In a dense patch of backyard, Jan Conrad of Camden raises a productive and fascinating interplanting of fiddlehead ferns and raspberries. Measuring perhaps 10 by 15 feet, with clumps of raspberries coming up every foot or two throughout, and fiddleheads in between, the plot yields enough that the Conrad family enjoys fresh raspberries in the summer and frozen fruits all winter, in fruit salads and atop oven puff pancakes. They like the fiddleheads best fresh in the spring. Jan sometimes puts some in the freezer, “but then we never seem to eat them.”

Conrad’s raspberry clumps are 1 to 2 feet apart in each direction, but she says that a spacing of 2 to 4 feet would be better. She lets them grow wherever they arise rather than in neat rows, so they aren’t staked at row ends, as are commercially-grown plantings; instead she pushes a stick (including some recycled lacrosse sticks) into the ground at each clump, and five or so canes are tied to each stick.

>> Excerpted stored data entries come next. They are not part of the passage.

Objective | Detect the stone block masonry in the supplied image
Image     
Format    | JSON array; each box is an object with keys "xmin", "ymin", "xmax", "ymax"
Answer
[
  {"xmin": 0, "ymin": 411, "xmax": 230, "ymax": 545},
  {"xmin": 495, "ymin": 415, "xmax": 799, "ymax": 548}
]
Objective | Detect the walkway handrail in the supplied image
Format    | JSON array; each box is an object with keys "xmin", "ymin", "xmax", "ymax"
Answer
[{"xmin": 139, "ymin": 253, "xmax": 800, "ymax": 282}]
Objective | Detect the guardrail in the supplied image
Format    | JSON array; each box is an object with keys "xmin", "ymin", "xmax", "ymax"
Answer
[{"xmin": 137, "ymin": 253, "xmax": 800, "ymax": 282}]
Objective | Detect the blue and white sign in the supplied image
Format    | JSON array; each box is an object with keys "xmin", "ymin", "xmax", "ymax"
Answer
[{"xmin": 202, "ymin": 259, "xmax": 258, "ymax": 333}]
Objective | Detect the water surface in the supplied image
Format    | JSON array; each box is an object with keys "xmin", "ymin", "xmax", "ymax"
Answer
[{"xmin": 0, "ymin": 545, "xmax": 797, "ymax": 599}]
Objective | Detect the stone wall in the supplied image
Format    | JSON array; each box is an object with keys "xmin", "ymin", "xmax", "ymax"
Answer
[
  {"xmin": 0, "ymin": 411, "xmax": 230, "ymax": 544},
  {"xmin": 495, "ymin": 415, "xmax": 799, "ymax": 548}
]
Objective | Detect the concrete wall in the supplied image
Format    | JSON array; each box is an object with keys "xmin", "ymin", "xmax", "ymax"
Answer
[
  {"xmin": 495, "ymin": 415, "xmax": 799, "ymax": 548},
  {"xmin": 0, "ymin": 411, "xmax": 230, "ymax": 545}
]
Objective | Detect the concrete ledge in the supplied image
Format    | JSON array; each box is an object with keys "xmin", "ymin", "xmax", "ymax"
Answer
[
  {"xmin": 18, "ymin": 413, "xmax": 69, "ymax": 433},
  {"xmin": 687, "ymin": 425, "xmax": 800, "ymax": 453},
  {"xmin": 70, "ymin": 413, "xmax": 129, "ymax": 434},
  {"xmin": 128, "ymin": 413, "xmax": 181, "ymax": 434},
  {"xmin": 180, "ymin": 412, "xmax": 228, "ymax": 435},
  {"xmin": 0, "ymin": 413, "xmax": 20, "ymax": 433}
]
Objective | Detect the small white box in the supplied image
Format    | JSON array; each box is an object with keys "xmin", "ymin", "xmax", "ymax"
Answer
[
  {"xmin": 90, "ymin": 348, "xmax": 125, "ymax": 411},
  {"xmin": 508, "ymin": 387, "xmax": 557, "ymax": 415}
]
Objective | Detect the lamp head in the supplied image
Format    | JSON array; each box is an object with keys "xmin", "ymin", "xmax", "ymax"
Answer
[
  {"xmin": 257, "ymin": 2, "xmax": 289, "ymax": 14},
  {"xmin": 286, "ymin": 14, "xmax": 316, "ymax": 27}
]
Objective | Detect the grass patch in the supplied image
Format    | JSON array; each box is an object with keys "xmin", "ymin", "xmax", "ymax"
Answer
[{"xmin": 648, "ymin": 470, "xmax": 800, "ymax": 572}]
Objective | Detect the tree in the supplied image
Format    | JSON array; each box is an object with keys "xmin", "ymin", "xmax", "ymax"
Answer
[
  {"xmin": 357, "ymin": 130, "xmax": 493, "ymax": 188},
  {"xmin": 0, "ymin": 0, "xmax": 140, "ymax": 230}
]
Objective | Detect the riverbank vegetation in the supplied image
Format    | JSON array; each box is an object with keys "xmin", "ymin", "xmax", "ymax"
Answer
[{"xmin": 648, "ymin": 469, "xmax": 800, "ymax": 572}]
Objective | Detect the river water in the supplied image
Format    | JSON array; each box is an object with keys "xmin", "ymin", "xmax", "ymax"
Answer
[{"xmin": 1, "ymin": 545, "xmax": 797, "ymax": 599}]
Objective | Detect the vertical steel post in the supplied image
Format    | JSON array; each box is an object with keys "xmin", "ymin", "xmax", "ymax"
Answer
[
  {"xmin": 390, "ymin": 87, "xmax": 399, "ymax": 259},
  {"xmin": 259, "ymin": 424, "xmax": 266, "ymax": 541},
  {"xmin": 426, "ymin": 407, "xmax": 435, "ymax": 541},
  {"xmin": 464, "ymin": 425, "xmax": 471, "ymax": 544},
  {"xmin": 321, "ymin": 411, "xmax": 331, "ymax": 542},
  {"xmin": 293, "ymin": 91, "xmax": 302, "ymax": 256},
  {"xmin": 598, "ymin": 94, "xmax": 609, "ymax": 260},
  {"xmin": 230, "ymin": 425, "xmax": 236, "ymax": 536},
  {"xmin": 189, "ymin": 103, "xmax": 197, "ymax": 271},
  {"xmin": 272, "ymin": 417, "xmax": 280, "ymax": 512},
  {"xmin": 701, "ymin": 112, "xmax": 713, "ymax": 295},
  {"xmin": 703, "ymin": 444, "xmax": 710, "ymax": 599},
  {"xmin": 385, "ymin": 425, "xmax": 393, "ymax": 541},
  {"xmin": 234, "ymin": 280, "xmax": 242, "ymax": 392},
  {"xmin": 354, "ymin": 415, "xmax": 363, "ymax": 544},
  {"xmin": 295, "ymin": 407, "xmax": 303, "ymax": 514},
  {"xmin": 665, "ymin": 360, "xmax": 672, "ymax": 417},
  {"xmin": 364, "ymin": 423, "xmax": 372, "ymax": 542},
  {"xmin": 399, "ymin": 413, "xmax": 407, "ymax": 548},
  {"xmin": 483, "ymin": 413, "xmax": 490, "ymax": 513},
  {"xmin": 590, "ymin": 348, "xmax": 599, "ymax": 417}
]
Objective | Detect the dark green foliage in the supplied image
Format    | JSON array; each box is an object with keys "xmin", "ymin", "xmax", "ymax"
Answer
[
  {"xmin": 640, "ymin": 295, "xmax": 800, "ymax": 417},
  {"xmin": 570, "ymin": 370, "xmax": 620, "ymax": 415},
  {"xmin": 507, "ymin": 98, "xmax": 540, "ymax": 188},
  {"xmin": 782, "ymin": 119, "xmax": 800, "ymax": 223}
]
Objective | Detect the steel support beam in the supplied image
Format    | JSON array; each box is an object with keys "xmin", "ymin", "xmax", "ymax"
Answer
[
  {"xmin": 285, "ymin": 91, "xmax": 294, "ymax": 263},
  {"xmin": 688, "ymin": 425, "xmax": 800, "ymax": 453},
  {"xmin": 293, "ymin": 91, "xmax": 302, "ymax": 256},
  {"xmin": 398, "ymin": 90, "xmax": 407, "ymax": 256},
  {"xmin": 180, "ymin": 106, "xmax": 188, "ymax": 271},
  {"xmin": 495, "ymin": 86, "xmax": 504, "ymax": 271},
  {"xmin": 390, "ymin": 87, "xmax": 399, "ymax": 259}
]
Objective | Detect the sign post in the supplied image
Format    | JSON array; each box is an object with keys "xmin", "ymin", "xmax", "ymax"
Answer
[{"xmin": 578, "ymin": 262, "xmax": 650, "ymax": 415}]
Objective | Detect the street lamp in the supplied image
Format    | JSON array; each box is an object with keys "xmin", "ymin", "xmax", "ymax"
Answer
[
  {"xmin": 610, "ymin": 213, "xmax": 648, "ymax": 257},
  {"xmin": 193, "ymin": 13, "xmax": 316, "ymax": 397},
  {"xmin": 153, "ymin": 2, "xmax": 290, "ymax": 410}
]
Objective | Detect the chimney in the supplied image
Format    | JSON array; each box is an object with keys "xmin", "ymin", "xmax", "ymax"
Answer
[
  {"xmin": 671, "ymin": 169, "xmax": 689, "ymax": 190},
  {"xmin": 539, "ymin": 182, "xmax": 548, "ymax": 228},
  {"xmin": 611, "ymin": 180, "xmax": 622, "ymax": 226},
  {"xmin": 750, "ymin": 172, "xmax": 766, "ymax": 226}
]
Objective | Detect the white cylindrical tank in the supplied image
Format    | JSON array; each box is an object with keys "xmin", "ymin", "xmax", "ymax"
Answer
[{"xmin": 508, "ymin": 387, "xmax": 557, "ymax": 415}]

In the fall she cuts back the canes that bore that year, leaving the new canes to produce the following summer. When the clumps of canes become too dense, she lets friends dig and transplant some to their gardens.

Conrad transplanted the fiddlehead ferns (Matteuccia struthiopteris, ostrich fern) from her mother’s garden, and her mother got hers from a friend. They’ve been passed around considerably since.

“Eventually they take over, and we have to have friends or large church groups dig them up” in areas where they are “very tight” in order to thin them, says Conrad. When they’re too dense, they don’t seem to just crowd the raspberries; she suspects they may actually release something that affects the canes, because after 10 years or more, raspberry plants among crowded ferns just stop growing.

Conrad’s favorite way to eat fiddleheads is with Hollandaise sauce; she’s also enjoyed marinated fiddleheads.

Here’s Conrad’s recipe for oven puff pancakes and raspberries:  Preheat the oven to 425 F. Stir together 1/2 c. flour, 1/2 c. milk and 2 eggs. In a 10- or 12-inch cast-iron frying pan or a round pan, heat 4 Tbsp. butter (or 2 Tbsp. if you grease the pan first) in the oven until it melts. Pour the batter into the pan of melted butter. Bake for 20 to 25 minutes, until the “pancake” is puffy and brown (like a big popover). Serve immediately, cut in wedges and topped with raspberries and yogurt (and/or strawberries, blueberries, pineapple, fresh pears, etc.). Drizzle a little maple syrup on top.